Piyasada yeteri kadar mal yok mal olmadığı için de aşağı tarafta inanılmaz bir evim olsun benim yoksa çocuğumun olsun kızımın olsun diyen bir
kesim var ve bunlar daha çok almak istiyorlar ama onu karşılayacak inşaatçılar da düşük rakama giremiyorlar.
Bütün Türkiye'de ortalama kiralar 10 - 15.000 lira civarındaydı. Nisan'dan itibaren zıpladı bütün kiralar. Çünkü bir yerde kiralar bu kadar çok artıyorsa ve ev fiyatları artmıyorsa bu şu demek; kiraya bu kadar talep varken insanların eve bu kadar ihtiyacı varken ev fiyatları çökecek diye ortalık kaynıyor. Dolar bazı veya enflasyon bazı aşağı inebilir ama TL bazı düşme şansı yok. Çünkü talebin çok fazla olduğunu ihtiyacın olduğunu görüyoruz. Şu an yine alamayan çok kesim var ama yarın bu düşüş başlarsa alabilir duruma geldiğinde o kiraya çıkanlar da yavaş yavaş ev almak isteyebilir. Sadece faizin düşmesi değil kredi koşullarının gevşemesi lazım ki konuta yönelik ciddi bir talep olsun.

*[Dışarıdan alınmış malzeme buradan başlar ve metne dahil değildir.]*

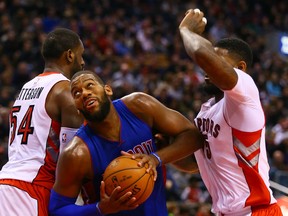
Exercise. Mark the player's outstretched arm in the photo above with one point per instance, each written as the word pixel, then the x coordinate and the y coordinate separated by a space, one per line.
pixel 220 72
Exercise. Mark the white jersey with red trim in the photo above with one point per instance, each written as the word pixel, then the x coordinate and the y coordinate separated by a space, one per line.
pixel 34 137
pixel 233 162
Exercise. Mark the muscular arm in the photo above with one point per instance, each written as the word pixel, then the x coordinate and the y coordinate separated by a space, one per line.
pixel 186 137
pixel 220 72
pixel 60 106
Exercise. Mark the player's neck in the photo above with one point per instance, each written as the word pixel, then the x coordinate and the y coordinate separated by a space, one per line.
pixel 218 97
pixel 109 128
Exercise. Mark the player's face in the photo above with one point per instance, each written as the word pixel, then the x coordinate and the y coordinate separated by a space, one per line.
pixel 90 98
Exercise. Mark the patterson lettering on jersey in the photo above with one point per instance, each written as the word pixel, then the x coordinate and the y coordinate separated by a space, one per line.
pixel 30 93
pixel 207 126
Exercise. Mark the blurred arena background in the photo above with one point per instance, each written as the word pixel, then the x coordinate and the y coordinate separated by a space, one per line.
pixel 135 46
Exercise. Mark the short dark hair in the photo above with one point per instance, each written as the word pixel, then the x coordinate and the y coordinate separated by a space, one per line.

Ezber var. Alalım mı almayalım mı, kısmı var. Yavaş yavaş bir sürü yerde fiyatta ciddi kıpırdanmalar var. Faizler düşer fiyatlar daha çok artar yerine koyamayız diye düşünerek alım yapıyorlar. Bu da fiyatlarda bir artış sağlıyor. Temmuz ayından itibaren konut satışları bir önceki yıla göre canlanmaya başladı. Fiyatlar da buradan canlanma eğilimini gösterdi son bir yılda 30 puan enflasyonun gerisinde kaldık.
Şimdi tekrar faiz oranlarının düşmesi ile faizde ve kur korumalı mevduatta yeterince kar elde ettiğini düşüren yatırımcı tip müşterinin portföy
kaydırmasıyla muhtemelen karşı karşıyayız. Yani şu an cebinde parası olan alım yapıyor. Benim param çok arttı diyor yavaş yavaş bozup buraya gayrimenkule geçmeye başlıyor. Talebi karşılayacak mal da yapılamıyor. Burada korkunç bir talep var.
Konut, yüksek faiz varken bankalar kredi vermezken insanlar almak istemezken alınır."